India has seen a surge of inward investment recently, with Google, Facebook, and others pouring close to $20 billion into Jio Platforms. Apple’s assembly partner Pegatron is making preparations for its first plant in India. Pegatron is now setting up a local subsidiary and joining fellow Taiwanese electronics assemblers Foxconn Technology Group and Wistron, who have already been making some iPhone handsets in south India.
With a number of factories in China, Pegatron is the second-largest iPhone assembler and depends on Apple for more than half of its business. Like its peers, it will set up in the south India, according to a person familiar with its plans who asked not to be named. Foxconn, also known as Hon Hai, and Wistron are looking to expand their operations in the country, and Pegatron’s entry can be seen as a defensive move to protect its share of budget iPhone manufacturing, according to reports.
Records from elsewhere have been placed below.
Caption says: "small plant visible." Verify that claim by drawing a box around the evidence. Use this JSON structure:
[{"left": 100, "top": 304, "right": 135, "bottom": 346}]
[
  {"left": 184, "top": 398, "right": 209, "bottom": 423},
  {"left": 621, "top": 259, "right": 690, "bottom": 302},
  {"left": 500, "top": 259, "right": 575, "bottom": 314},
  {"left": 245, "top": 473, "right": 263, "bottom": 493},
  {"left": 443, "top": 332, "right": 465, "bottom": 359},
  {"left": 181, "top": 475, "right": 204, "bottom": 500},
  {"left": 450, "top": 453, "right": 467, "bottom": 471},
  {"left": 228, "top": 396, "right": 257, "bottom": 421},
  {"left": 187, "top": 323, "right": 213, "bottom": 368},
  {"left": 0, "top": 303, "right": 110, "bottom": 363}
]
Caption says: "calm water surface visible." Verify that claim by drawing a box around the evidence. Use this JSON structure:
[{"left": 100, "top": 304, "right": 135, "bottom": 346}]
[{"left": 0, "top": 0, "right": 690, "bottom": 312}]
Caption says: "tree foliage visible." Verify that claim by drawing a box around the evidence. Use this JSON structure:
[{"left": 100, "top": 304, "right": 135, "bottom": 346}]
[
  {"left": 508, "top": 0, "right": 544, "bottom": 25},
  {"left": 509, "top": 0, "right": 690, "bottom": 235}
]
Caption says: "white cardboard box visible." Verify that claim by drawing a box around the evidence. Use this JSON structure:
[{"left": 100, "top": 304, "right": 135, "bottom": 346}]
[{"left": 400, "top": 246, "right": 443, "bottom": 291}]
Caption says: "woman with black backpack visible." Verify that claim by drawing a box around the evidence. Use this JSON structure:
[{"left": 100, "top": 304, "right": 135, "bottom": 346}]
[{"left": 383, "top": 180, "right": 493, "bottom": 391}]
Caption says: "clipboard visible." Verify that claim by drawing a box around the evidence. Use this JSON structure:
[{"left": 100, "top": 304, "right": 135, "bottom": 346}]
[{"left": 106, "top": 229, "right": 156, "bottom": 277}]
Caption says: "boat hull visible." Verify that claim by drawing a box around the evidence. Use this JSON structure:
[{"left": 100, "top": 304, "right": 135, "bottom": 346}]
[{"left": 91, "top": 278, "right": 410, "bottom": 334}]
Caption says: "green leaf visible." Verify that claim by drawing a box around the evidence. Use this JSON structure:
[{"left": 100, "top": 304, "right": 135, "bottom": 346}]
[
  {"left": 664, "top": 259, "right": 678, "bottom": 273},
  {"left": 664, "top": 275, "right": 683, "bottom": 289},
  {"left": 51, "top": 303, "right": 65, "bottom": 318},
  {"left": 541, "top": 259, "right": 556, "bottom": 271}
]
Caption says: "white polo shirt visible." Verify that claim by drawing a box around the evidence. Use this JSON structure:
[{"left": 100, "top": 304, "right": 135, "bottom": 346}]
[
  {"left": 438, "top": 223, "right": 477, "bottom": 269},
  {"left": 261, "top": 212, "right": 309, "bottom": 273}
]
India offers a vast pool of skilled labour as well as a domestic market of a billion mobile connections. Only about half of those are smartphones, however, leaving untapped potential that is attractive to growth-hungry global brands like Apple, Samsung Electronics, Xiaomi, and Oppo. For assemblers like Pegatron, exports would also be an enticing opportunity, especially at a time of worsening trade relations between Washington and Beijing making it imperative to have a diverse geographic base.